If the rsync utility is used to incrementally update the standby site, it will also detect differences in any files in the UIM domain that contain site-specific configuration such as host name, IP address, local directory name, and data source information (such as database host names, service names, and so on). When rsync detects the differences, it replaces the content in the standby site with the versions currently on the primary site which could prevent the standby UIM site from operating correctly. These files must be updated after synchronization to reflect local site-specific values. The impact can be minimized using virtual host names.

Oracle Data Guard

Oracle Data Guard is used to replicate the primary UIM Oracle RAC database for the standby sites. Oracle Data Guard can be configured with either a physical standby database or a logical standby database. The main considerations for each are as follows:

Physical Standby: The physical standby database is a block-by-block duplicate of the primary database, synchronized by the automatic application of archived redo logs transferred to the standby database through Oracle Net (SQL*Net). By default, a physical standby database is mounted for archive recovery only. With the purchase of an additional license, the physical standby can be opened for read-only access using Active Data Guard.
Logical Standby: The logical standby database is a logical copy of the primary standby database that does not necessarily have to match the schema of the primary standby database. Logical standby databases transform archived redo logs into SQL DML (insert, delete, and update) statements, which are then populated into the standby database and applied automatically. Logical standby databases are opened in read-only mode and can have additional tables, views, and indexes that are not present in the primary standby database.

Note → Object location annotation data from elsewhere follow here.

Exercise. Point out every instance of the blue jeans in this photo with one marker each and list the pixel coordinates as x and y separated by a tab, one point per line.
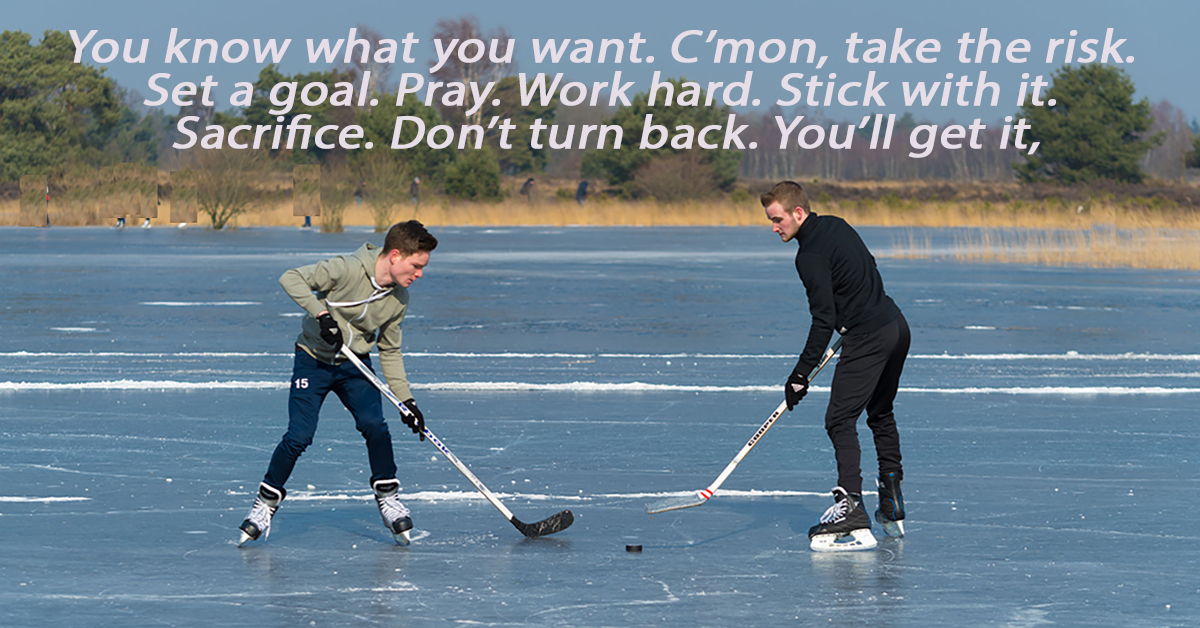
311	381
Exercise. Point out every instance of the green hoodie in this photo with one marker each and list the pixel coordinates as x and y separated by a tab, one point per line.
367	314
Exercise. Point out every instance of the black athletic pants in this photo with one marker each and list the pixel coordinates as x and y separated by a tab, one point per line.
867	377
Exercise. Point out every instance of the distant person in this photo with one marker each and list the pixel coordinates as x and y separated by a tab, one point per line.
845	293
359	299
581	192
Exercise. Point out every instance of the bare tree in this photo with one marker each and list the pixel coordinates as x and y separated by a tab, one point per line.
483	71
384	185
337	187
1169	160
228	184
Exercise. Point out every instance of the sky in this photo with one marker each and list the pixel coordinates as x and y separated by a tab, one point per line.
1159	35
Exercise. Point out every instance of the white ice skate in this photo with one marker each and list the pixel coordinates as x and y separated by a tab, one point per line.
258	521
395	514
844	526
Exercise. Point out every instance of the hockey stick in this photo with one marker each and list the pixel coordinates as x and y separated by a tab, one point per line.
550	525
700	497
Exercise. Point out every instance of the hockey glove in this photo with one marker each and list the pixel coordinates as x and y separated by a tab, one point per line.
330	332
415	420
795	389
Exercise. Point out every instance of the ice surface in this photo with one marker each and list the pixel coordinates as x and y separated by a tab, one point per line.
1048	424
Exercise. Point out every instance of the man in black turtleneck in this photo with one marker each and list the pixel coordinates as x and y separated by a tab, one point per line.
846	294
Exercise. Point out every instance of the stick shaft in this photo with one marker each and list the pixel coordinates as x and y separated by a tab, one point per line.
762	429
437	442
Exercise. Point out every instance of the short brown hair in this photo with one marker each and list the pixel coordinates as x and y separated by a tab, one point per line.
408	238
787	193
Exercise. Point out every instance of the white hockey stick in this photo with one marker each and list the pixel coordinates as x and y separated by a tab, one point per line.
550	525
702	496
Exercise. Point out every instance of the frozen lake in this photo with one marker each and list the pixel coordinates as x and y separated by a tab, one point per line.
1047	417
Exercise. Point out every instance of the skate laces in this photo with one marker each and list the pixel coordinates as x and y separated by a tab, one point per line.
390	508
261	515
835	512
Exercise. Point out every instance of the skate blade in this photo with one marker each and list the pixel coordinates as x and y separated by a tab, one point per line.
857	540
893	528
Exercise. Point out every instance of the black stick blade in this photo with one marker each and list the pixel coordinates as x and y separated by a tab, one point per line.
550	525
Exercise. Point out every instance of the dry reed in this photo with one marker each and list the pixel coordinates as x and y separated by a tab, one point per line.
1099	234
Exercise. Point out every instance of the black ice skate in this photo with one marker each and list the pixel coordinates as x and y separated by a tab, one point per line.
844	526
258	521
891	513
395	514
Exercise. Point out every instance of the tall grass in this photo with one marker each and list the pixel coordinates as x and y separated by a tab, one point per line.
1101	233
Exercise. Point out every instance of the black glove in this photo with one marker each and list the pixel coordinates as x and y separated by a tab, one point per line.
330	332
795	389
415	420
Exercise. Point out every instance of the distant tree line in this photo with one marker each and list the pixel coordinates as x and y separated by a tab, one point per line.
59	117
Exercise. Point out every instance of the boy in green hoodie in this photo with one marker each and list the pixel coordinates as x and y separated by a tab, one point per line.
358	300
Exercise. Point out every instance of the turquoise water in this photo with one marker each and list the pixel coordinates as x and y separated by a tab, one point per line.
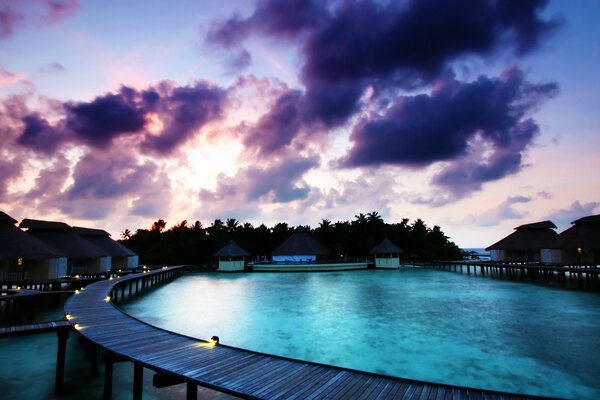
421	324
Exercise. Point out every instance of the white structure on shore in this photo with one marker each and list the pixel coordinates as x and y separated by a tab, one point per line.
120	256
23	257
387	254
232	257
82	256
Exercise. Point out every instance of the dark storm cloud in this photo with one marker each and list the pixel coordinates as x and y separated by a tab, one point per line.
185	110
106	117
182	110
422	129
352	45
39	135
279	126
23	12
101	177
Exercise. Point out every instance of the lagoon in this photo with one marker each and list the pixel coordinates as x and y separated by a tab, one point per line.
413	323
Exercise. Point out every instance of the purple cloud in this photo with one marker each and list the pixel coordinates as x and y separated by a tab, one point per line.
458	123
181	110
278	127
352	45
98	122
39	135
277	183
23	12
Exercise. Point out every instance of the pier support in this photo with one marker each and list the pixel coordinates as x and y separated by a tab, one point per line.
138	380
59	382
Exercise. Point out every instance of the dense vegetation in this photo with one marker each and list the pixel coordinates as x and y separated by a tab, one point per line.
186	243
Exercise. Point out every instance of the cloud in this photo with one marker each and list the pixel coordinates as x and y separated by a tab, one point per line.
351	45
158	119
279	182
563	217
14	14
478	128
503	211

Oracle recommends using a logical standby database for implementing a geographic redundancy solution for UIM to ensure that a standby database is in read only mode and to have the standby site ready to start when needed.

Data Protection Modes

Oracle Data Guard can operate in one of following data protection modes:

Maximum Performance: This is the default data protection mode. This mode allows transactions to commit as soon as all redo data generated by those transactions has been written to the online redo log. Transmission of redo data to the standby database is done asynchronously, so that the primary database performance is not affected by the transmission delays when writing the redo logs to the standby database.
Maximum Availability: This mode guarantees zero data loss if the primary database fails but only if the complete set of redo logs has been successfully transmitted to the standby database. In maximum availability mode, transactions commit only after all redo data required for those transactions has been successfully transmitted to the standby database. If there are delays in transmitting the redo logs, the primary database will continue to process transactions but will operate as if it is in the maximum performance mode.
Maximum Protection: This mode is similar to the maximum availability mode. In the maximum protection mode transactions are allowed to commit only after the complete set of redo logs required to recover those transactions has been successfully written to the standby database. However, the primary database will shut down if anything prevents the transmission of the redo logs. For this reason, it is recommended that at least two standby databases be configured in the maximum protection mode to reduce the risk of a single standby database failure.

Note:

Oracle recommends you operate Oracle Data Guard in the Maximum Performance mode for UIM geographic redundancy solutions.

Network Configuration

Oracle recommends that a network performance assessment be conducted, considering the current or anticipated redo rates, both peak and average. While configuring a network, the following considerations must be considered:

The network bandwidth required for the average or peak redo rates, depending on the typical redo dynamics of the primary database. For example, if redo rates are stable and ASYNC transport is used, the high but short-lived peaks in redo generation can be ignored. The estimation network bandwidth is mentioned in the later sections.
The impact of network latency on redo transmission, which is dependent on the transport mode:
- SYNC: Both Maximum Protection and Maximum Availability modes require SYNC transport. In this case, minimal network latency is required to reduce the performance impact on the primary database.
- ASYNC: The default Maximum Performance mode uses ASYNC transport which minimizes performance impact on the primary database and is not as susceptible to issues related to network latency.
  - Multiple redundant network paths

For more information regarding network configuration and tuning for Oracle Data Guard, see Oracle Database High Availability Best Practices.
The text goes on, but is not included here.